Market Implications and Regulatory Pathway
If successful, the CLIA waiver for pediatric use would dramatically expand Lumos’ addressable market in the U.S. from approximately 18,000 clinical sites to 270,000, increasing the potential market size to over $1 billion. This expansion would also cover an estimated 80 million acute respiratory consultations annually, a substantial opportunity for Lumos to embed FebriDx as a frontline diagnostic tool for pediatric respiratory infections.
The study is slated to begin in the third quarter of 2025 and aims to complete patient enrollment within a single respiratory season, with subsequent dual submissions for FDA 510(k) clearance and CLIA waiver. BARDA’s funding is milestone-based, tied to key events such as trial setup, patient recruitment, and regulatory submissions, underscoring the strategic partnership’s focus on timely progress and regulatory success.

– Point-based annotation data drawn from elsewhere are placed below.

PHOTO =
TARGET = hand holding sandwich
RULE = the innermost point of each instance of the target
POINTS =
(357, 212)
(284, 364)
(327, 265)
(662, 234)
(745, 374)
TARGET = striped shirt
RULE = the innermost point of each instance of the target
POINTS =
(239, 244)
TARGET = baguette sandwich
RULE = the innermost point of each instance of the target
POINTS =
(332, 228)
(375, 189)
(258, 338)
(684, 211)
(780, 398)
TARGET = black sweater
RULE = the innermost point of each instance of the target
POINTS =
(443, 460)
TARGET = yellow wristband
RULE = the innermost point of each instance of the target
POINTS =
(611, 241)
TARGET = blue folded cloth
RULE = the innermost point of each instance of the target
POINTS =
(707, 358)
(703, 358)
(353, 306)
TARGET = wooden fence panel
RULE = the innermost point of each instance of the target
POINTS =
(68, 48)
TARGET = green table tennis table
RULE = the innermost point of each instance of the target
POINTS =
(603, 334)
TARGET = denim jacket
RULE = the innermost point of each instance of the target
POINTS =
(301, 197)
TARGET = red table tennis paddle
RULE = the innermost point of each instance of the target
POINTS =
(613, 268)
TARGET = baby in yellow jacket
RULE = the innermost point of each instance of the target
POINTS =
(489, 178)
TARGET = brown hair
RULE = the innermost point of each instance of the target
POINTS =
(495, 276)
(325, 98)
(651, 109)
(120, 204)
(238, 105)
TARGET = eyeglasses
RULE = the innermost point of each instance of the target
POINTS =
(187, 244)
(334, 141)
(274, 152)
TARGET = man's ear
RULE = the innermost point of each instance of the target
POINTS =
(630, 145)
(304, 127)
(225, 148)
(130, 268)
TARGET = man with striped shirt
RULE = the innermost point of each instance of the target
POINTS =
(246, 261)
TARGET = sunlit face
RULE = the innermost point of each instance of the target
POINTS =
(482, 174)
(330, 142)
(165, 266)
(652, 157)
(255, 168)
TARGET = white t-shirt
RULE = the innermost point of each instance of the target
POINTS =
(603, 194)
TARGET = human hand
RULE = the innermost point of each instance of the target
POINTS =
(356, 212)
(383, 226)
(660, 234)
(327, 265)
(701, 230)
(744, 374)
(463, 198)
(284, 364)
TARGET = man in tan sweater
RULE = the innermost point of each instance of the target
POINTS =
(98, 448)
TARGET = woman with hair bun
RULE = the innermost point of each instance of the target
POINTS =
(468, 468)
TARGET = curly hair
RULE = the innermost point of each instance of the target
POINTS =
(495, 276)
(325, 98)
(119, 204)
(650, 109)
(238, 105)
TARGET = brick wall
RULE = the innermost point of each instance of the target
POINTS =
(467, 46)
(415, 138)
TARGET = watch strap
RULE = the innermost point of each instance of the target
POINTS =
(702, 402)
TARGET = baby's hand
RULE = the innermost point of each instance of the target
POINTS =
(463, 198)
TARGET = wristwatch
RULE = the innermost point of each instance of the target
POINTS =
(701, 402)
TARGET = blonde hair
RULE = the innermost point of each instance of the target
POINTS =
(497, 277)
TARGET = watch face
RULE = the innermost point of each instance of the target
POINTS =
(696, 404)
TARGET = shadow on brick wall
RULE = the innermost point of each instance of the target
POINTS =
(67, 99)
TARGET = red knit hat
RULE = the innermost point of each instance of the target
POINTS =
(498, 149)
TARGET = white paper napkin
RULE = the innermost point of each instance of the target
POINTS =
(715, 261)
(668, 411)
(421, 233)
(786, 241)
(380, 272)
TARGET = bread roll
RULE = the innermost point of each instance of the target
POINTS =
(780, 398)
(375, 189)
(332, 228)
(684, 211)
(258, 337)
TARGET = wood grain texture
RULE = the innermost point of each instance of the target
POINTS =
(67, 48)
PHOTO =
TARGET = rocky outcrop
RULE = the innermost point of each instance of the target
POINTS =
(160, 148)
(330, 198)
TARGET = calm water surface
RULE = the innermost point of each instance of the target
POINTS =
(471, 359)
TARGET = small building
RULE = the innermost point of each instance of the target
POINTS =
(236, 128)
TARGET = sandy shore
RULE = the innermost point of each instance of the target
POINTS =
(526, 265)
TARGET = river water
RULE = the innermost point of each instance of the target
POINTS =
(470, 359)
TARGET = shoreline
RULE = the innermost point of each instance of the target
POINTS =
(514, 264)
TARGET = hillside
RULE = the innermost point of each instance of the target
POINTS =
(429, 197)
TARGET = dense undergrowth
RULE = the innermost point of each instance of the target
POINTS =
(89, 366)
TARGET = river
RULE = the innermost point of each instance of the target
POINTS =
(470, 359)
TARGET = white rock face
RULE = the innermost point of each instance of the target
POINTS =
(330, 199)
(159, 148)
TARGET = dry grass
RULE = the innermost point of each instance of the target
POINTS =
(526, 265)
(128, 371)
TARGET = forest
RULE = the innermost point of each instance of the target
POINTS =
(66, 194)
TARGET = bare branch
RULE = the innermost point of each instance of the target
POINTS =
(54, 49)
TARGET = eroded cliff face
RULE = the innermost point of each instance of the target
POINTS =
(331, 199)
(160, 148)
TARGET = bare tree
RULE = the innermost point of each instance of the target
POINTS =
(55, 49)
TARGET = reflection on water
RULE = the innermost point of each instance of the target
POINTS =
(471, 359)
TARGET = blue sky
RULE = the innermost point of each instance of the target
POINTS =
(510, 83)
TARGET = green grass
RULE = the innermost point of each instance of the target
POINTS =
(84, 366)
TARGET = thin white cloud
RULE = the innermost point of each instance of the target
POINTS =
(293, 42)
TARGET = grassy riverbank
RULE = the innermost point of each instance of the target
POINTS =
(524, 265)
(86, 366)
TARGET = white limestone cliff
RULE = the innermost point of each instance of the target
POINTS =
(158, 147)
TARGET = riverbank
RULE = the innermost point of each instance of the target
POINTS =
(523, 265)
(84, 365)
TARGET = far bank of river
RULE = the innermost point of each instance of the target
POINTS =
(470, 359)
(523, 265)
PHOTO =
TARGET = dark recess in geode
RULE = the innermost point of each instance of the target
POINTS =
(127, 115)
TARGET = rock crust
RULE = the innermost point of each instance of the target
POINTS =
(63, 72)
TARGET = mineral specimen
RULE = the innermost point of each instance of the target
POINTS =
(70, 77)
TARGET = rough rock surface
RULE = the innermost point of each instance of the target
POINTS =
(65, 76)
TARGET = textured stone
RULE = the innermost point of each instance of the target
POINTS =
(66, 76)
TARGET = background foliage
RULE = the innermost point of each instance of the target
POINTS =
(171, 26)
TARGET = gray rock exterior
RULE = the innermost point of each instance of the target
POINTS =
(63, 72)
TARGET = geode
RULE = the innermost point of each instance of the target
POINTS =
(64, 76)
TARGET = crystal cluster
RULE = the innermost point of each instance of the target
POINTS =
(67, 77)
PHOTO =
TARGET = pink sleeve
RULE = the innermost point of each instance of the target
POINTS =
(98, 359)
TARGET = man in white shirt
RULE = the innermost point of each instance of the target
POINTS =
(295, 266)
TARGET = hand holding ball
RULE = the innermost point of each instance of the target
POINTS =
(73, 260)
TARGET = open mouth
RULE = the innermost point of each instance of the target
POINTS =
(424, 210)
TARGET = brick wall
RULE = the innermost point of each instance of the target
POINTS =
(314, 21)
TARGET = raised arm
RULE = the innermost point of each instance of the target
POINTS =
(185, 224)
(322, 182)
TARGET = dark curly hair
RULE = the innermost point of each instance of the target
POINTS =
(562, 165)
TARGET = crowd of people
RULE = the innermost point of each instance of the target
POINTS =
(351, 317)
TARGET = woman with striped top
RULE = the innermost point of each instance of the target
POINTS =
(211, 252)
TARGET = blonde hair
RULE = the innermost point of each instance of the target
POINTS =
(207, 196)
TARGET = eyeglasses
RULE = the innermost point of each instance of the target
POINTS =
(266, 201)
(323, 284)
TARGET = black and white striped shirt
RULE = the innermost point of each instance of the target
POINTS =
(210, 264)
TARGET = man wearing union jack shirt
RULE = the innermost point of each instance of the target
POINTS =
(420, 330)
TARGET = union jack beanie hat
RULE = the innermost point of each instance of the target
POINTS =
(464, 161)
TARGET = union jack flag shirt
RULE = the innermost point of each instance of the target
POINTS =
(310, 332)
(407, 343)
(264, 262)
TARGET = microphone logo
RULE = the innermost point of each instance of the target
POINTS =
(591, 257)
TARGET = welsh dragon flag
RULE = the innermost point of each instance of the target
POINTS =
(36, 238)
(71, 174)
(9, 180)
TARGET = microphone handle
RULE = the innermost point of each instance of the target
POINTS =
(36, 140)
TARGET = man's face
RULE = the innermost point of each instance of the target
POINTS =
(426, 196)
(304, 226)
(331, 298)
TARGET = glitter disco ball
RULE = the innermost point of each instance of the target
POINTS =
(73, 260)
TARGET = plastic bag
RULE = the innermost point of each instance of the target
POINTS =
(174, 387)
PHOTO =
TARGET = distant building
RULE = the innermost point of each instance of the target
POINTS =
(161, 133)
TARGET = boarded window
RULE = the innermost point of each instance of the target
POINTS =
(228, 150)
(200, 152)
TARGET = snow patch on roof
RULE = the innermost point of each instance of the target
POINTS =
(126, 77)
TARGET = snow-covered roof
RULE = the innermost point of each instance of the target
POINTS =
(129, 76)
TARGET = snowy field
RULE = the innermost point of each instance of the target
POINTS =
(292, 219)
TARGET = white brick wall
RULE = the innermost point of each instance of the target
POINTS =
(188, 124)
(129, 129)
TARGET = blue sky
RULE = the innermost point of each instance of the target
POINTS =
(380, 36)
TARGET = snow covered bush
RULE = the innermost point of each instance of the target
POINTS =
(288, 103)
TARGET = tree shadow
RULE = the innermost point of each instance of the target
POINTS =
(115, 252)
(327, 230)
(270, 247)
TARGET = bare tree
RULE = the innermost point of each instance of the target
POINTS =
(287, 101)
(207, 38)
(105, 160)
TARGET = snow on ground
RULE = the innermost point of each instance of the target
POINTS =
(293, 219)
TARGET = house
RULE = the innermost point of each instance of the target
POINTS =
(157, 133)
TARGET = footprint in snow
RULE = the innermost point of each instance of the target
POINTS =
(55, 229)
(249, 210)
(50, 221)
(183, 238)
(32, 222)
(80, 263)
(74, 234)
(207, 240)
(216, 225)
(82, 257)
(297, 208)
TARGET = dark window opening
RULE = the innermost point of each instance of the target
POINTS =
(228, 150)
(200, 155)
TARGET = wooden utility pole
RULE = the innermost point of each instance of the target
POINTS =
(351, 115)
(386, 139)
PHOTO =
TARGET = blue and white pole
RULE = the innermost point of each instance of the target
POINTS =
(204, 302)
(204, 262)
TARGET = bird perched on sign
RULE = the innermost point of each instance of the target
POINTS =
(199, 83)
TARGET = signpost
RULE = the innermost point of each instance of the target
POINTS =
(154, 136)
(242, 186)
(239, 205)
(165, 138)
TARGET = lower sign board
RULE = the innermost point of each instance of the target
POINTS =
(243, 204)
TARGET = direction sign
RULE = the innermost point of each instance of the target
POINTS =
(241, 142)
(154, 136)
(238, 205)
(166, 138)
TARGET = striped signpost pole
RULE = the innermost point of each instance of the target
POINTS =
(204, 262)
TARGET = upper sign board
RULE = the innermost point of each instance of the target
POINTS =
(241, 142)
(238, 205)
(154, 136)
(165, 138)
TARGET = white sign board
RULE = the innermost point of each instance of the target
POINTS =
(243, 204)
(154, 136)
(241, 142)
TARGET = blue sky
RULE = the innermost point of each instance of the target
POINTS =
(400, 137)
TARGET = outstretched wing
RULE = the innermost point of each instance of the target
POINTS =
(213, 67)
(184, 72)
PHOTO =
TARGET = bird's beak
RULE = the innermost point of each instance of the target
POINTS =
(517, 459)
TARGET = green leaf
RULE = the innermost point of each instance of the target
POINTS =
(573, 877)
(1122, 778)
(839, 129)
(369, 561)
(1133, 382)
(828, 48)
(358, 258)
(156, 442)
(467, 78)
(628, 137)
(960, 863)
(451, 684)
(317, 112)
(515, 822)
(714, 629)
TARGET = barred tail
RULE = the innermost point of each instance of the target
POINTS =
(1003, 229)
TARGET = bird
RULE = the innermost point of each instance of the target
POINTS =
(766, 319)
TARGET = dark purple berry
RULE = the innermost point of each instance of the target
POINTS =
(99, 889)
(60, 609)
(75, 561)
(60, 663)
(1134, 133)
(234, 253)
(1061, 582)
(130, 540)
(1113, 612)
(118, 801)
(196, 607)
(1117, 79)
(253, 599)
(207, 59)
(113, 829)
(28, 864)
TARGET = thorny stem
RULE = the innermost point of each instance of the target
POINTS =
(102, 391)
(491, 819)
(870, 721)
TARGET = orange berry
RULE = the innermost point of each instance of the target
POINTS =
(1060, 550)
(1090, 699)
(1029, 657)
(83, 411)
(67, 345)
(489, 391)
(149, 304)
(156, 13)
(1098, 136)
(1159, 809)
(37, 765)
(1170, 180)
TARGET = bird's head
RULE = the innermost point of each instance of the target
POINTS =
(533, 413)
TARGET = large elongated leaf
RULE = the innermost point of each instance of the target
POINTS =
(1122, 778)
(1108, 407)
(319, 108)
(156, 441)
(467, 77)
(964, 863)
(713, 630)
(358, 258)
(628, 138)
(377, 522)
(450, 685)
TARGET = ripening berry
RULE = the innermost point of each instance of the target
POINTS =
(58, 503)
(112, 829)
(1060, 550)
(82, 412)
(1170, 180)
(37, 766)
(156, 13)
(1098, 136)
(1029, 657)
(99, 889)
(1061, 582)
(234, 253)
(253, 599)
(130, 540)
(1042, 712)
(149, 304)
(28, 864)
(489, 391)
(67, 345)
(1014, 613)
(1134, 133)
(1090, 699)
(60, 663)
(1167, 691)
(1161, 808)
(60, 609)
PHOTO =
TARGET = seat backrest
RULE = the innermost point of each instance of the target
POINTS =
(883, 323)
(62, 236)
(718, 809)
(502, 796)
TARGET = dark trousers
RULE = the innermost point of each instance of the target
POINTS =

Strategic Significance and Future Outlook
Doug Ward, CEO of Lumos Diagnostics, emphasized the importance of BARDA’s ongoing support, highlighting the potential to improve pediatric care by providing clinicians with a rapid, instrument-free test that can reduce unnecessary antibiotic prescriptions. The pediatric study follows a recently completed CLIA waiver study in adults, reflecting a clear pathway to broaden FebriDx’s clinical utility.
While the study and regulatory approvals remain subject to clinical outcomes and FDA review, this initiative positions Lumos at the forefront of rapid respiratory diagnostics in a market segment with significant unmet needs. The partnership with BARDA not only provides critical funding but also validates the public health importance of FebriDx in managing respiratory infections.
Bottom Line?
Lumos’ pediatric FebriDx study could redefine rapid respiratory diagnostics for children, with market-shaping implications ahead.
Questions in the middle?
- Will the pediatric study meet its enrollment and regulatory milestones on schedule?
- How will FDA’s CLIA waiver decision impact Lumos’ competitive positioning in pediatric diagnostics?
- What are the potential challenges in scaling FebriDx use across 270,000 CLIA-waived sites?